“A preguiça e a cobardia são as causas de os homens continuarem, todavia, de bom grado menores durante toda a vida.”
Immanuel Kant
Os incipientes “distúrbios” ocorridos durante o dia de ontem, no contexto da Greve Geral, são apenas um tímido prenúncio do que está para vir se a “crise”, como tudo indica, se aprofundar e os seus efeitos continuarem, como de costume e sobremaneira, a afectar os que, muito justamente, se sentem sem quaisquer culpas no cartório. Demais a mais quando vêem claramente visto que quem armou a bernarda se está a safar dela, endossando a factura aos que nenhumas responsabilidades tiveram (e escusam de vir com a cínica ladainha de que “os elegeram”, quando não terá certamente sido para isso, nem tendo sequer os principais, os “criadores”, não as “criaturas”, saído de qualquer eleição). Aliás, o Capitalismo e o Liberalismo (“neo” ou “arqueo”) são sempre “socialistas” e “intervencionistas” quando se trata de passar danos e prejuízos.
Podemos não estar a chegar ao “fim do mundo”, mas estamos por certo a chegar ao “fim de um mundo”, do tal mundinho aconchegado dos pobretes mas alegretes que justificou uma das maiores mentiras de todos os tempos, os “brandos costumes”. Ao rasgar-se o pacto social que sustentava a ordem estabelecida, que como muito bem entendeu Salazar e nisso teve um enorme, mas discreto, sucesso, assentava num “viver habitual” em que sem grandes ambições manifestas, as expectativas eram em geral bem-sucedidas (lá se ia andando). Tanto que permitiram ao filho do operário ser “mangas-de-alpaca” e ao filho deste ser engenheiro, sem ter que sair da sua “zona de conforto” (na expressão pouco convidativa de um Secretário de Estado recente, mas nada decente).
Estão convocados os demónios, senão vejamos: uma classe média que vê desmoronar?se num ápice uma vida que levou décadas, pelo menos três gerações, a construir; um “lumpen” que vai seguramente deixar de poder (o que aliás já se nota no disparo da criminalidade violenta) ser aquietado pelo “pocket money” dos “rendimentos de inserção”. O leitor poderá achar, tal como eu, que 500 euros mensais são um rendimento muito baixo, mas se fizermos um pequeno exercício verá que pode não ser bem assim: suponhamos que esses 500 euros vêm “sem osso” ou seja, que o resto dos encargos com habitação, água, energia, gás, alimentação, saúde e escolaridade estão mais ou menos assegurados e que esses 500 euros são, afinal “pocket money”, para, como canta o Rui Veloso, cigarros e bilhar, mais uma “bejecas” à mistura, e verá que muita gente supostamente mais abonada, que trabalha e paga impostos, não terá essa liquidez.

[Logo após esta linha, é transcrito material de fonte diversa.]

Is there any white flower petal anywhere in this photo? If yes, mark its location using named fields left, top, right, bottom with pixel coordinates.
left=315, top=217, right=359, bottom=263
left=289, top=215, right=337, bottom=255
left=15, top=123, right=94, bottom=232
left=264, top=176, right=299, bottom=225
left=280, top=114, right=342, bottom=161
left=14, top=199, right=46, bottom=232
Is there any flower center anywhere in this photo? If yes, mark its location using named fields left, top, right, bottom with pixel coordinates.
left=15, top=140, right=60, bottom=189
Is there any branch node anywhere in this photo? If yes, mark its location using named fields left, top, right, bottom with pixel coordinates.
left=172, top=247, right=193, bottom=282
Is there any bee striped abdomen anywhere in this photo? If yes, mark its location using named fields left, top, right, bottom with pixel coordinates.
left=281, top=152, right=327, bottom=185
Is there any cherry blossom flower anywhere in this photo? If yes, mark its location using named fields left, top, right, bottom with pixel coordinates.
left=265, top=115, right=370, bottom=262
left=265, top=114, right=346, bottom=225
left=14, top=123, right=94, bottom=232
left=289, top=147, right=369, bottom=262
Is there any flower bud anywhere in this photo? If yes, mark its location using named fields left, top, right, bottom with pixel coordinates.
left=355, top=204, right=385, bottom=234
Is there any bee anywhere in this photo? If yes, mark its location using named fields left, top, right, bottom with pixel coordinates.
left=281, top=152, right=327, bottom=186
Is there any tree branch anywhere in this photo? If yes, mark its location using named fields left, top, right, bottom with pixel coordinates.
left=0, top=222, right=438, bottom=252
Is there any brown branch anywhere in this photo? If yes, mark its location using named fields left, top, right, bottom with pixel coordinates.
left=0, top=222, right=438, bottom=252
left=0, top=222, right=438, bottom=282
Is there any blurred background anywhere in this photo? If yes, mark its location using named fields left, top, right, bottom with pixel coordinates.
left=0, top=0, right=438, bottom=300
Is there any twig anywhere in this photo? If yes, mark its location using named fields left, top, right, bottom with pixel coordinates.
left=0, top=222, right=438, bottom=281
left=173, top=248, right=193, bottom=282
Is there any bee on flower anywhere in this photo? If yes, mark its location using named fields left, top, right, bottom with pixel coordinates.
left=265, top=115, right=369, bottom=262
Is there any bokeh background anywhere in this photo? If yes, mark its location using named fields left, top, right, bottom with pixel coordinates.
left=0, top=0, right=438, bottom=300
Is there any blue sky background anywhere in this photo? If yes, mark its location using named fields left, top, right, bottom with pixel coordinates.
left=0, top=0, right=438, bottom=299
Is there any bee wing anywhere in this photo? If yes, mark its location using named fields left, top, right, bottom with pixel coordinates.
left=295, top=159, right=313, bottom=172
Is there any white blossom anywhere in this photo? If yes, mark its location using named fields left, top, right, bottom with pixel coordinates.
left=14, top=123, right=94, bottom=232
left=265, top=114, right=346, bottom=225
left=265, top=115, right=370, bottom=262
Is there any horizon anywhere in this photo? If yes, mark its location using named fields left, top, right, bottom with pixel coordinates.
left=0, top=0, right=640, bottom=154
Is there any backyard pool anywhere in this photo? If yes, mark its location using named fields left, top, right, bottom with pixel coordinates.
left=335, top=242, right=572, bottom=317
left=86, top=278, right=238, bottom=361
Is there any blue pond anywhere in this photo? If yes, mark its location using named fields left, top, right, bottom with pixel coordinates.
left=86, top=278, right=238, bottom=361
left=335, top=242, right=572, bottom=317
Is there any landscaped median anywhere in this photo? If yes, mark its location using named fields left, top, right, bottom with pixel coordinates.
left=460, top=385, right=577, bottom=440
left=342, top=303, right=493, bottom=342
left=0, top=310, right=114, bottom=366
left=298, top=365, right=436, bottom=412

Mesmo para quem como eu, que só em teoria acredita que “sem tropa, nem polícia a vida é uma delícia” não é difícil prever que os efeitos desta hecatombe do “modus vivendi” tradicional acarretarão graves consequências ao nível da chamada “ordem pública” ou, pelo menos, do entendimento que dela têm os interesses privados que nos trouxeram até esta desgraçada situação. São disso testemunho as escaramuças de ontem, ligeiro choque com as lestas “forças da ordem”, lestas sempre que se trata destas coisas com trabalhadores e manifestantes, é raro ver tal prontidão com os arruaceiros das claques, por exemplo. Talvez seja por que estes fazem parte da sociedade do espectáculo que alimenta o “tittytainment” providenciado pela caixa electrónica, cada vez menos ama-seca e mais distribuidora de “leite” envenenado. É unânime que a Portugal sempre faltou uma elite competente e uma opinião pública esclarecida, mas nem sempre deixou de ser enraivecida, demais a mais tendo bastos motivos para isso. Os incidentes de ontem quer com os piquetes de greve, quer com os “indignados” na escadaria de S. Bento, quer os “cocktails molotov” que umas quaisquer “FP 37”, que certamente sem terem lido bem “The Anarchist Cookbook”, tal a falta de eficácia dos mais do que rudimentares engenhos, lançaram a horas mortas contra algumas Repartições de Finanças, símbolos do esbulho e da exacção a que está sujeita a parte dos portugueses que paga impostos, perante o crónico regabofe devorista, através de um Sistema Fiscal que saca sempre mais e mais a quem já é sangrado (trabalhadores por conta de outrem e poucos além desses) e deixa sempre de fora os reais interesses das reais corporações e os verdadeiros privilégios da grande corporação do cifrão, bem poderão ter sido apenas os “hors d’oeuvre” do que está para vir.
No dizer de um conhecido político, entretanto “adormecido”, é melhor que se vão habituando.